Many of the transfers the department requested were tied to long-planned personnel rotations, with some employees set to return to their home stations and others scheduled to relocate to new ports of entry to align with service demand. Even after the freeze went into effect, the department submitted targeted, small-scale requests to fill critical gaps, but almost all have been rejected under the blanket policy. Among the blocked transfers are four senior management appointments meant to address understaffing in high-priority areas, Santos confirmed.
One of the most high-priority gaps the blocked transfers were meant to fill is the country’s visa processing division, a department that has long faced public criticism for long wait times and backlogs. “We know we need more human resources to keep up with demand,” Santos explained in comments following the policy announcement.

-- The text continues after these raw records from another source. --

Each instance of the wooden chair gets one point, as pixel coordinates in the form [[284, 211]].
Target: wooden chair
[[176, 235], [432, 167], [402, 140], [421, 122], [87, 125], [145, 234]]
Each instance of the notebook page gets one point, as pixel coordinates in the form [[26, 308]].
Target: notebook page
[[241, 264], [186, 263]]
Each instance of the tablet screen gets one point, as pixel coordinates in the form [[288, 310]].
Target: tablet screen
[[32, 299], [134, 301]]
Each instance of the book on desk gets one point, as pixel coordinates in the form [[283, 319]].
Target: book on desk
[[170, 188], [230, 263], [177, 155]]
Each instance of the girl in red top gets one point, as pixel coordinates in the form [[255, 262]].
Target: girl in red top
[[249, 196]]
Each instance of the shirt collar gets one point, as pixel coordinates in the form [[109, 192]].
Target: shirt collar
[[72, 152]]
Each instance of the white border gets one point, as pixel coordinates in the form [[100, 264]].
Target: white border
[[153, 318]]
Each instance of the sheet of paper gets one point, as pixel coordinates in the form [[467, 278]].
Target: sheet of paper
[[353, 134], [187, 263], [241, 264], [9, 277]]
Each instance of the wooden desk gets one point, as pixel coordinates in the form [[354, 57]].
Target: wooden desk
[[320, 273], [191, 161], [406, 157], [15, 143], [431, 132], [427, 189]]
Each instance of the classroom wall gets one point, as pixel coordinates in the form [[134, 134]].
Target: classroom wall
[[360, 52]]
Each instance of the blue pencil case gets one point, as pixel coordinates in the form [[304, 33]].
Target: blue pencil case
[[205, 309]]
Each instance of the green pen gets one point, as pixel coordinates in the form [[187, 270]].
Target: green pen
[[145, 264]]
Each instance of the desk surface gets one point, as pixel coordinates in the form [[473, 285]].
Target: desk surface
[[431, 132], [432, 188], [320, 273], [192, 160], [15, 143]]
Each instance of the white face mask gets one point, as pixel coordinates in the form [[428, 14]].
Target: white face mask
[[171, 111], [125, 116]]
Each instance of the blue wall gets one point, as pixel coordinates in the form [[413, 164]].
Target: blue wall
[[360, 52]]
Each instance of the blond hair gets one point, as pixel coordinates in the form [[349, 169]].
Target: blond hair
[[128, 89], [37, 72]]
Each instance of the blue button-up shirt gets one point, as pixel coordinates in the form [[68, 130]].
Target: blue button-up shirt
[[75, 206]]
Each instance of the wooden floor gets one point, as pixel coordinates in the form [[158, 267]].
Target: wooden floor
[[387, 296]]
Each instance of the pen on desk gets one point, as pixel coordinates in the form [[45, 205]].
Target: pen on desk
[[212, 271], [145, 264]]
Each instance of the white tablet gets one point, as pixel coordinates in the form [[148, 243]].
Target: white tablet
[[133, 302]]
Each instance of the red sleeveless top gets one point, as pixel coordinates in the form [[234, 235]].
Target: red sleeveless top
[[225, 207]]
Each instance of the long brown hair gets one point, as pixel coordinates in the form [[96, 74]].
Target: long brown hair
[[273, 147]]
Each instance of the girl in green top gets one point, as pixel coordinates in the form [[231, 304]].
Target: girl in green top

The rejections have left some local immigration offices without any senior leadership on staff, creating operational risks that could worsen existing service delays.
Santos emphasized that the Immigration Ministry is not seeking to overturn the entire moratorium — only to secure exemptions for a small number of critical transfers that address pressing operational needs. Currently, the department is preparing to submit a new round of targeted requests, with the goal of convincing public service leaders that the blanket freeze is doing more harm than good in critical frontline agencies. What was initially designed as a policy to cut bureaucratic bottlenecks, it turns out, may be creating new, unplanned barriers to effective public service delivery.